Today however, medical directors find themselves in a unique leadership position, with a broad scope of responsibilities and increased external focus. Evolving duties include significant involvement in strategic planning, business development, financial analysis, and operational efficiency. This expansion of duties has been added to other responsibilities that involve clinical quality improvement, provider oversight, utilization management, network design, medical policy development, accreditation and credentialing oversight, care delivery, and collaboration with other organization leaders.  

In addition, medical directors must still perform their core functions, including medical case review, using their clinical experience to make determinations regarding medical necessity, coverage, the quality of care, and the continuation of inpatient care.   It’s not uncommon for medical directors to review 50 or more cases per day, and the volume of reviews to be performed on top of other duties can be overwhelming.

This has led to long workdays, increased administrative burden, and ultimately burnout. Organizations expect medical directors to be involved in numerous activities, such as those described above, along with serving on multiple committees, visiting practitioners and hospitals, all while being responsible for time-sensitive cases without coverage from peer physicians. Appeals reviews can become repetitive and time-consuming, while pre-authorization reviews present one more burden.

Partnering with IROs Allows Medical Directors to Focus on Higher Value-Added Work

Within healthcare payer organizations, medical directors are some of the highest paid employees. At these levels, organizations are looking to optimize the work of their physician leaders by focusing them on strategic initiatives. Offloading physician pre-authorization reviews to an IRO allows medical directors to focus on higher-level, value-added work that is more strategic.
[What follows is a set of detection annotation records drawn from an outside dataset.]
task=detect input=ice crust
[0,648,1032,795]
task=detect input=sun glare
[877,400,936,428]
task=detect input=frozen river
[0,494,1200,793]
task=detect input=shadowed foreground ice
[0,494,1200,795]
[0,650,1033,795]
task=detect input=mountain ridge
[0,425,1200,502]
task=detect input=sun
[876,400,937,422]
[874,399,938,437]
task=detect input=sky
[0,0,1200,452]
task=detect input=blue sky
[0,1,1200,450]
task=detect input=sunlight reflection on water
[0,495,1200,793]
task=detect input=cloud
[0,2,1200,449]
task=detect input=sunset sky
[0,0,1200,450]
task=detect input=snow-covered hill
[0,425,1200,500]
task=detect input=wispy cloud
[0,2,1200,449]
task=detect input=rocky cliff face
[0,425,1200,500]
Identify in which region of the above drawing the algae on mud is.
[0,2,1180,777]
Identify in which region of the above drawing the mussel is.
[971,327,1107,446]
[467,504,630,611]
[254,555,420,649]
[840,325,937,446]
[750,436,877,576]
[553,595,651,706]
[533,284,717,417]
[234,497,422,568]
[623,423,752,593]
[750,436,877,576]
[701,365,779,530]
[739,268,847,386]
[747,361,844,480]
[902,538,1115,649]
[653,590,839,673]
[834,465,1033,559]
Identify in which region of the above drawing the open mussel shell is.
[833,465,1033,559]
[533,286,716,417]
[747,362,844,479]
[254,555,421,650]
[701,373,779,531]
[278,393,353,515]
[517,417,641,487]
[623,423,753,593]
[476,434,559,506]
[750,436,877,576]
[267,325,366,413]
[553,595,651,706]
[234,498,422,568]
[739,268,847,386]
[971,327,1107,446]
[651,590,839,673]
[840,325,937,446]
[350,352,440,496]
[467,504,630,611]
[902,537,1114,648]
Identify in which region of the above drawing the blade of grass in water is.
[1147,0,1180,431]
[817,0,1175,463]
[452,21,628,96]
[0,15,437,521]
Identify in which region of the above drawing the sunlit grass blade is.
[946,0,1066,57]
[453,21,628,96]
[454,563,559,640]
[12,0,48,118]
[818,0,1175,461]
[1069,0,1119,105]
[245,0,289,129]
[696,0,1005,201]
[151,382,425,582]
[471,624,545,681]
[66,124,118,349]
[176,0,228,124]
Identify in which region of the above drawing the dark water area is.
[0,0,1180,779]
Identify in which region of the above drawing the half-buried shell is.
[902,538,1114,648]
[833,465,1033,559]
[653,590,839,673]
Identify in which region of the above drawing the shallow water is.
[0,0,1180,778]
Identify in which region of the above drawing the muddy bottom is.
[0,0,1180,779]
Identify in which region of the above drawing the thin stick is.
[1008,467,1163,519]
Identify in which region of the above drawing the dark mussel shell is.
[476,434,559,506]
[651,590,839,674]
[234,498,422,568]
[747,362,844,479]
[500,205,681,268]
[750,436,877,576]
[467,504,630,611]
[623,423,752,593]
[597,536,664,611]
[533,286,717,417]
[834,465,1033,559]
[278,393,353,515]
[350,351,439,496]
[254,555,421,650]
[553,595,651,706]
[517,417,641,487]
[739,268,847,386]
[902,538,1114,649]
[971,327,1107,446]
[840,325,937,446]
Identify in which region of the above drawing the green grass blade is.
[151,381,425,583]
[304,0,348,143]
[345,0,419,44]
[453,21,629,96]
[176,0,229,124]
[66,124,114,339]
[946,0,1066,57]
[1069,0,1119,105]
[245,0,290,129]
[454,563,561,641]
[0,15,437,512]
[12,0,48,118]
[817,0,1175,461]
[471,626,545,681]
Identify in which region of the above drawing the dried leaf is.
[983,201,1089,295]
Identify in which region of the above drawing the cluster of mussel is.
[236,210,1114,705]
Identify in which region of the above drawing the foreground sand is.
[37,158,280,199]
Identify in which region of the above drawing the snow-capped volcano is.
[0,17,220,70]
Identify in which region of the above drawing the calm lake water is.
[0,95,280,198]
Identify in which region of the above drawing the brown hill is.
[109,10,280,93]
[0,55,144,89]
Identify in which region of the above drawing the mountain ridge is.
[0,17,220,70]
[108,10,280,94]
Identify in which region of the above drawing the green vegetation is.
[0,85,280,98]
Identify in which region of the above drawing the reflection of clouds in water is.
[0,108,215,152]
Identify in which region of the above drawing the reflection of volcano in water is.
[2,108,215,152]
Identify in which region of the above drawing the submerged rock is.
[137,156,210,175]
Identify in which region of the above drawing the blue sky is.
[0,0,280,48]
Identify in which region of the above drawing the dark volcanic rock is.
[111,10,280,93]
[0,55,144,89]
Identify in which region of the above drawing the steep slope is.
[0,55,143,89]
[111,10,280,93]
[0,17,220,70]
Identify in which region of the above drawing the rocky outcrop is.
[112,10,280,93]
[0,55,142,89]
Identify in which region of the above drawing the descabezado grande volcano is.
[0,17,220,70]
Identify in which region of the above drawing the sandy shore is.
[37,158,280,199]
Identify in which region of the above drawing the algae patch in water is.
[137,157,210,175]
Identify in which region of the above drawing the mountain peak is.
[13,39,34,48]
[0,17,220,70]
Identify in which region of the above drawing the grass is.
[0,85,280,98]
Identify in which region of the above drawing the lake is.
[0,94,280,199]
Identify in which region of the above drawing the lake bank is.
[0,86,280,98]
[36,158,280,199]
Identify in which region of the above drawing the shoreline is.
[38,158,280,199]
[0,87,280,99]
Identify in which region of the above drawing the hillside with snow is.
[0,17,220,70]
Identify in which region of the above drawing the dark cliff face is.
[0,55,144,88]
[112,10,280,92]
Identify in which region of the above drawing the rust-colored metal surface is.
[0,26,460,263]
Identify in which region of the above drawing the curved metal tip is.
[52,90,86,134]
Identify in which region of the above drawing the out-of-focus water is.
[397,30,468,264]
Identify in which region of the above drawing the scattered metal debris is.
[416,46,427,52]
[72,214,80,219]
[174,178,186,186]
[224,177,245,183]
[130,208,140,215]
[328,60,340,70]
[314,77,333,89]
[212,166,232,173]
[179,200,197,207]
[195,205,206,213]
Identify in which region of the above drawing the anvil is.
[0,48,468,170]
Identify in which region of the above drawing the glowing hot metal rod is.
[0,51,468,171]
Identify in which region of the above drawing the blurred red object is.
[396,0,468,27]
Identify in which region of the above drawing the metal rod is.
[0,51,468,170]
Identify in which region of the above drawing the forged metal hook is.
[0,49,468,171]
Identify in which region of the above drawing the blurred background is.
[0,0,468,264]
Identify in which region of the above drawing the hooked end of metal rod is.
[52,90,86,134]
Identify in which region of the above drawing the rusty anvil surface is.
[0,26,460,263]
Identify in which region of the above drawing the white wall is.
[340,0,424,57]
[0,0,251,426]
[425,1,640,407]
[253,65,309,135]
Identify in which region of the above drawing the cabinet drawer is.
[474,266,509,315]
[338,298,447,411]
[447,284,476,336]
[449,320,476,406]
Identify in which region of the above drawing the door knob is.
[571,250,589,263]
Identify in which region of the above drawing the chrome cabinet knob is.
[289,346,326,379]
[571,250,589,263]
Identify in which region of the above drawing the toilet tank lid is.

This includes developing medical policy, chairing committees, providing oversight to the quality management program, leading performance improvement initiatives, supervising utilization review and case management personnel, adjudicating complex claims, participating in appeals processes, and so on.

A recent survey of chief financial officers and business office leaders found that outsourcing of complex claims reviews helped to improve internal productivity.

Additional Advantages of Outsourcing to an IRO

Outsourcing physician pre-authorization review also gives payer organizations the ability to reduce fixed overhead and align physician review costs to actual volumes. Whether there is a barrage of incoming cases, a seasonal lull, or physician vacations, an IRO partner has the resources to properly allocate clinical staff to meet a variable workload. Since an IRO is focused only on providing medical review services, it optimizes cost and streamlines the process of physician recruiting and credentialing, medical review workflows, and all ancillary activities. In addition, since it handles much larger volumes than many individual payer organizations, an IRO is able to spread overheads across a large volume of cases.

Partnering with an IRO is an efficient and defensible way to properly manage a health plan for both the insurer and the patient. As unbiased advocates, IROs ensure that every patient gains the coverage they deserve for complex or controversial cases, while eliminating overutilization.

Outsourcing: A Straightforward Strategy to Ease the Burden

Continual changes in health care have shifted and stretched the role and responsibilities of medical directors beyond the traditional clinical scope. Partnering with an IRO for first-level physician review is one of the most straightforward strategies to address the constant pressure that medical directors face. Additional drivers for a health plan’s decision to outsource the physician review portion of their utilization management operations include cost, strategic focus, technology, volume fluctuations, and turnaround time. IRO partners help to streamline the utilization review process, easing pressure on medical directors while allowing organizations to work more effectively and efficiently.